Yes, the tank would be on the main floor. That's why I'm concerned about size and weight. The house is over 20 years old. What should I be looking for in terms of assessing how much weight the floor could potentially bear?


----------



## solarz (Aug 31, 2010)

Exquizique said:


> Yes, the tank would be on the main floor. That's why I'm concerned about size and weight. The house is over 20 years old. What should I be looking for in terms of assessing how much weight the floor could potentially bear?


Just to put this into perspective, 650lbs is like having 3-4 guys standing in a huddle. Granted, they'd be standing there 24/7 and possibly for years, but still...

Unfortunately, there's no easy answer to your question, since every house is different. You'd have to do some research and decide for yourself.

Here's a thread I found informative:
http://www.reefs.org/forums/topic1077.html


----------



## pyrrolin (Jan 11, 2012)

There is a 50 gallon that has the same footprint as 40 breeder, 36 x 18, just higher than the 40 breeder. I have been drooling over one of these for a while but don't have the funds for both the tank and the stand.

I also find the 48x12 55 gallon to be too narrow. I have a 36x12 35 gallon I want to replace with the 50 I just mentioned.

For smaller tanks I have one that is really nice size, it has a 30x12 footprint like a 20 long but its 16 inches high instead of the 20 long's 12 inches high. I have done the math and its about 25 gallons. Problem with this tank is its old and well used, scratched, I'd love to be able to find new ones like this as the dimensions are just right for that size range.


----------



## Ryan.Wilton (Dec 12, 2012)

Well I'm no contractor so I really have no full advise on that, is the basement finished? If not then add an extra support beam underneath the tank. Make sure you have it on some sort of cross beam. Quiet honestly, if you're really concerned you have 2 options in my mind.

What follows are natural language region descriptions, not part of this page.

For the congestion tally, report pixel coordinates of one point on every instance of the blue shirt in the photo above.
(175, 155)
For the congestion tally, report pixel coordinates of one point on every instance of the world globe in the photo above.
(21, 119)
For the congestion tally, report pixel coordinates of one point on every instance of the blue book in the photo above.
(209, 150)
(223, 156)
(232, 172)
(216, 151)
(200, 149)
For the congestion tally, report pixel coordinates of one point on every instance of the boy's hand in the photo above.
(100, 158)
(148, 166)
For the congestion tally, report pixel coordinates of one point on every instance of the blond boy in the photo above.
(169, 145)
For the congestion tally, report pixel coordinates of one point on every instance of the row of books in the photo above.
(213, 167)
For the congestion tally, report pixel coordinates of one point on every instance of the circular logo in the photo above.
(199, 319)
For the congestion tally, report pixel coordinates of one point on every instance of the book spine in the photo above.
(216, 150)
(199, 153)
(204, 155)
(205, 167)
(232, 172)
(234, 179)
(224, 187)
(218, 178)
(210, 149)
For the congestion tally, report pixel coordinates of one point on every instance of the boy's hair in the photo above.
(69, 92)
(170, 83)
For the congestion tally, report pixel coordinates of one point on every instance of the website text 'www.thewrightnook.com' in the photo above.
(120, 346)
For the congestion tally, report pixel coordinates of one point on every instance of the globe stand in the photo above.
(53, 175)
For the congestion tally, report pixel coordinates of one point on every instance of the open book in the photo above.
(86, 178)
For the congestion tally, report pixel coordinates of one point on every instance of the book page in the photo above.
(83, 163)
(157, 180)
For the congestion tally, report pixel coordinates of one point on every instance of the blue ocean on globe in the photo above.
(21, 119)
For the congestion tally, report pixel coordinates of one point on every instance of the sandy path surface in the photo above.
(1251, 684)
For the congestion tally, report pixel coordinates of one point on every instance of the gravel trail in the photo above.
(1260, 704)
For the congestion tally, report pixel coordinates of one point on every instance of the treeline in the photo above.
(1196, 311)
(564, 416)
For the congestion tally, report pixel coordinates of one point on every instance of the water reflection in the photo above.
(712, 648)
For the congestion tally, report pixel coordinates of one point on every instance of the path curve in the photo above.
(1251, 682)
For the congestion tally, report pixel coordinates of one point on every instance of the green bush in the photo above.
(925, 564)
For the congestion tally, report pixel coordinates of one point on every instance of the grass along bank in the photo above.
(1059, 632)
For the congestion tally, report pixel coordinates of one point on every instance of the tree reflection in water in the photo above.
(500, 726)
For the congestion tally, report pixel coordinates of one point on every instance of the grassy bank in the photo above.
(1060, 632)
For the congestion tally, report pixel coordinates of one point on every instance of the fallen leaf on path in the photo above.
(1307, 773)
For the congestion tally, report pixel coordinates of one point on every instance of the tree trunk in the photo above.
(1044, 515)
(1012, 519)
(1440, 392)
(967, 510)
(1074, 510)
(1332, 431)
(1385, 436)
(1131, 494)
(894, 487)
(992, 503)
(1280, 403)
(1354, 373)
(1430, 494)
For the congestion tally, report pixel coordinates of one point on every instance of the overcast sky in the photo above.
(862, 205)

Move the tank to the basement, or call a contractor and have them properly support the floor where you plan to add the aquarium.

I also just did some quick searches on this, I found on another site a guy explaining about weight displacement. So depending on the stand you have will depend on the weight the floor can support. My parents have a baby grande piano being supported by nothing more than the hardwood floor on top of plywood and the support beams below. The piano weighs around 1000lbs and it's fine so you may be alright.

http://www.fishforums.com/forum/general-freshwater/19014-how-much-will-my-floor-hold.html

Try placing the tank, filling it halfway and having a look around the floor for sagging or sinking. 65gallons should probably be supported but if you have say a dividing wall in the basement, but not on above that area on the main floor then place the tank there. At least the basement wall will act as a load barer and hopefully help in stabilizing the support beams.

Hope this helps


----------



## Exquizique (Nov 19, 2012)

solarz said:


> Just to put this into perspective, 650lbs is like having 3-4 guys standing in a huddle. Granted, they'd be standing there 24/7 and possibly for years, but still...
> 
> Unfortunately, there's no easy answer to your question, since every house is different. You'd have to do some research and decide for yourself.
> 
> ...


Oooh good example with the guys standing in a huddle! Thanks for the link, i thought the example provided about the jacuzzi tub is interesting!



pyrrolin said:


> For smaller tanks I have one that is really nice size, it has a 30x12 footprint like a 20 long but its 16 inches high instead of the 20 long's 12 inches high. I have done the math and its about 25 gallons. Problem with this tank is its old and well used, scratched, I'd love to be able to find new ones like this as the dimensions are just right for that size range.


Is this one considered a custom dimension then??



Ryan.Wilton said:


> Well I'm no contractor so I really have no full advise on that, is the basement finished? If not then add an extra support beam underneath the tank. Make sure you have it on some sort of cross beam. Quiet honestly, if you're really concerned you have 2 options in my mind.
> 
> Move the tank to the basement, or call a contractor and have them properly support the floor where you plan to add the aquarium.
> 
> ...


The basement is unfinished, which helps with taking a look at what's currently there in terms of support i guess. I know most people have their tanks in the basement, but i'd like to have it on the main floor so i can better enjoy it 

Thanks for the link! Interesting reading!

Thanks for all your input guys, time to do some research


----------



## bob123 (Dec 31, 2009)

I have check with a friend of mine who is a furniture mover, I asked him how heavy an upright piano weighs and he told me the old style upright one weighs between 800 and 1000 lbs. These sit on small castors with a bearing point of about 1 sq. inch and sit in one spot for years with no problems. I think that a 65 gal. weighing 650 lbs. would be very safe. My 65 gal. tank sits on a 2x4 rack that spans 40" and 18.5" front to back and no problems.


----------